Fractional AI departments for fintech, compliance-aware from day one.
Built for teams under 50 operating under HKMA, MAS, SFC, FCA, or OCC. Sanitized cloud agents for sales and content. On-device agents for anything touching KYC, AML, PII, or transaction data. Full audit trails. One monthly retainer.
Off-the-shelf AI tools were not built for a regulated balance sheet.
Fintech is the hardest industry on the planet for default AI tooling, and most founders find out the wrong way. You sign up for Apollo to run outbound, your team starts dropping customer names and account info into ChatGPT to draft replies, somebody pipes a CSV of transactions through a hosted model to clean it up. None of those tools were designed for a company that holds a payments license, a virtual bank license, or a securities dealer permit. They were designed for SaaS teams selling project management software where the worst-case data leak is a contact email.

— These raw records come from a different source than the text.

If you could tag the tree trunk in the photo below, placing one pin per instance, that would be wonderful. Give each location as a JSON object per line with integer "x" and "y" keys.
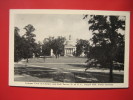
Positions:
{"x": 27, "y": 60}
{"x": 111, "y": 72}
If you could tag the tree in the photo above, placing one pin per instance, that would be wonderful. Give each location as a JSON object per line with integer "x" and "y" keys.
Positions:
{"x": 57, "y": 44}
{"x": 29, "y": 41}
{"x": 17, "y": 45}
{"x": 82, "y": 46}
{"x": 108, "y": 43}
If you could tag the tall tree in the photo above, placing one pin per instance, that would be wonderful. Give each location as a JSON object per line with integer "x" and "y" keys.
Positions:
{"x": 107, "y": 41}
{"x": 29, "y": 41}
{"x": 17, "y": 45}
{"x": 82, "y": 46}
{"x": 57, "y": 44}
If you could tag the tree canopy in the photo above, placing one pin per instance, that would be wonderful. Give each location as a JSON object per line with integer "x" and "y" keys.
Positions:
{"x": 107, "y": 41}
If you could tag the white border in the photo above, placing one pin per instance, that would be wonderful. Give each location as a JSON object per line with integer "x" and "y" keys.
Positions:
{"x": 68, "y": 85}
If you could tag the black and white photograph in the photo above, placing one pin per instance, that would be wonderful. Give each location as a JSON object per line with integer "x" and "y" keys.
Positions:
{"x": 69, "y": 48}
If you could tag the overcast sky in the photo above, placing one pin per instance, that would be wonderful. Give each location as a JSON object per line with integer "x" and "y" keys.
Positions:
{"x": 54, "y": 25}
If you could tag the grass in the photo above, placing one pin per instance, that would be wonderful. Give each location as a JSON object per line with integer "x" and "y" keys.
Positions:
{"x": 68, "y": 70}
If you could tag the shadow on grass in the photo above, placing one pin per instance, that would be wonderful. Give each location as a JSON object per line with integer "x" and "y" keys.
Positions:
{"x": 97, "y": 77}
{"x": 77, "y": 65}
{"x": 67, "y": 77}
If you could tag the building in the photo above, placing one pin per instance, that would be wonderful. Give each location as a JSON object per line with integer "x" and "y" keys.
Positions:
{"x": 69, "y": 47}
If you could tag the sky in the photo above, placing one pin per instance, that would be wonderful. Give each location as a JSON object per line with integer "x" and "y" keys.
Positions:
{"x": 54, "y": 25}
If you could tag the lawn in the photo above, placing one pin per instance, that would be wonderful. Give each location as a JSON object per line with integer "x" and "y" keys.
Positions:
{"x": 64, "y": 69}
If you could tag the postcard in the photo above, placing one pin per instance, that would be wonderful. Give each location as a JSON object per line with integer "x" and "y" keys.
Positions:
{"x": 69, "y": 48}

The regulators are not subtle about this. HKMA cloud-risk circulars require named-vendor approval and data residency justification before customer data touches a third-party API. MAS outsourcing guidelines in Singapore demand the same. SFC type-9 holders have to demonstrate effective oversight of any tool processing client information. The FCA and OCC operate under similar logic in the UK and US. None of these regimes ban AI. All of them make it expensive to defend if you cannot explain where the data went, who saw it, and what was retained.
The result is a split market. Marketing and brand work runs fine on cloud AI because no PII is involved. Anything that touches a customer record stalls. Most fintech teams either skip AI entirely on the customer-facing side, ship a thin layer their CTO built in a weekend that does not scale past fifty users, or burn six months waiting on a vendor to pass a procurement review. Meanwhile the team that figured out how to combine sanitized cloud for the safe workloads with on-device agents for the regulated ones is shipping ten times the output. That is the gap EOI fills.
Cloud where it is safe, on-device where it matters.
The right architecture for a fintech under 50 is not pick a side. It is pick per workload. Prospecting a CFO at a tier-2 bank for your B2B SaaS does not touch any customer PII, so a cloud agent on a hardened stack is fine. Drafting a marketing post about your latest funding round does not touch customer data either. Sequencing follow-ups with an enterprise prospect who has signed an NDA is still safe because the data in scope is your own pipeline, not a customer balance.
The line moves the moment a workflow reads a customer record, a transaction, an onboarding document, a sanctions list match, or a chat between your support agent and an end user. Those workloads cannot ride on a public API without a fight with your compliance team that you will lose. Those workloads belong on hardware you control, inside a network your auditors have already approved, behind the firewall your CISO already signed off on last quarter. That is what an on-device agent is for, and it is the piece most teams skip because it sounds expensive until you price the alternative.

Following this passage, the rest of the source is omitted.